Barbara Strack, former chief of the Refugee Affairs Division, said the move has had a dramatic effect on the ability of USCIS to conduct refugee interviews. Without interviews, potential refugees have no path forward towards resettlement.

This limited availability of officers has also handicapped the ability of Department of Homeland Security (DHS) officials to screen refugees. In the first quarter of 2018, DHS cut back on its “circuit rides”—travel of DHS officials to other regions to screen refugees—to just five locations, which is less than one-third the number of locations under the Obama administration.

To make matters worse, these circuit rides were shorter than the 6 to 8 week standard, staffed by fewer officials, and excluded the Middle East —the region with the largest resettlement shortfall. DHS added more locations in the second quarter—conspicuously leaving out any locations in the Middle East—but the rides were still shorter.

The effect is the ballooning of the resettlement bottleneck. Those refugees who already underwent many months of vetting and were ready to book their travel to the U.S. must now wait, potentially until their documentation and relevant information expires. Circuit rides keep the system moving; reducing or eliminating them paralyzes the system.

More ‘Enhanced’ Vetting

As the Trump administration downsized the refugee program as a whole, they specifically targeted nations they considered “high-risk” by instituting new, “extreme vetting” procedures for individuals from those countries. Prior to the additional reviews, the U.S. already rigorously vetted potential refugees. On average, the process takes 18 months, and even provides for an ‘Enhanced Review’ of Syrian refugees.

The administration admits it doesn’t know whether and to what extent its new, even more stringent measures will delay processing of refugees from the 11 countries flagged as high-risk. But we can get a sense by looking at trends for refugees from Syria, Iraq, Iran, Somalia, and Sudan, all of which were labeled “high-risk.” People from those five countries accounted for more than 40 percent (23,000) of total refugee admissions in FY 2017. This year, they are on pace to account for just 4 percent of admissions, or less than 900 in total.

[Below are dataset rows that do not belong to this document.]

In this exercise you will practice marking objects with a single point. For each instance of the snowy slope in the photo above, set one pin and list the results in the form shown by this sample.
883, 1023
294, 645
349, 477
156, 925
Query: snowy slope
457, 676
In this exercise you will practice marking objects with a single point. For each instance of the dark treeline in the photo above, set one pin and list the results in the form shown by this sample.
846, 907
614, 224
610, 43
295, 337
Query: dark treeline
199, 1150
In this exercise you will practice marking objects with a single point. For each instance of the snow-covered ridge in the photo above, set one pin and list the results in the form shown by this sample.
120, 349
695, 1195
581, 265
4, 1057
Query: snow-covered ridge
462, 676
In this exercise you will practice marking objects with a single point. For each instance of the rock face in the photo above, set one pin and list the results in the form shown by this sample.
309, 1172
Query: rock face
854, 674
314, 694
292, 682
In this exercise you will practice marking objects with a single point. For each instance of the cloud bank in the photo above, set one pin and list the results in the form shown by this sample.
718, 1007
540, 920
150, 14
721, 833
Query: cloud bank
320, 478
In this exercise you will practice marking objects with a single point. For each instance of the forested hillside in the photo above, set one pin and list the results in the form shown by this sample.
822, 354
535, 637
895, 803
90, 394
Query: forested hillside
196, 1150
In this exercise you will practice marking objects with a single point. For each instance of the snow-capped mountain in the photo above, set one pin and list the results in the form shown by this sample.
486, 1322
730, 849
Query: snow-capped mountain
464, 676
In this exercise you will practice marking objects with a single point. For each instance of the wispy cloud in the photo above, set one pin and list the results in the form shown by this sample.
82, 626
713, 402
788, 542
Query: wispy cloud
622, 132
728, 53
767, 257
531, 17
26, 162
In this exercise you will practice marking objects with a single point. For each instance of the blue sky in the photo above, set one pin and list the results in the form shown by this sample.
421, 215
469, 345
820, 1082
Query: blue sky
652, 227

Iraq, Iran, and Syria are in the Near East/South Asia region, which is the least-filled of any region. Somalia and Sudan are in the Africa region, which is about one-fifth filled. In short, the extreme vetting procedures hollowed out the capacity to process some of the largest refugee groups to the U.S. in the last decade.

2018 Will Likely See the Lowest Number of Resettled Refugees Since 1980

The administration has not sought in any meaningful way to quicken the glacial pace of admissions from non-European regions, or ensure that we fill the overall 45,000 cap, despite increased security measures.

It’s only the six-month mark of the fiscal year, and much could change in the next six months, if only the administration wanted things to change. But the trends—and the lack of any actions to change those trends—indicate that these discrepancies in resettlement are not a bug, but are a feature of the administration’s policies.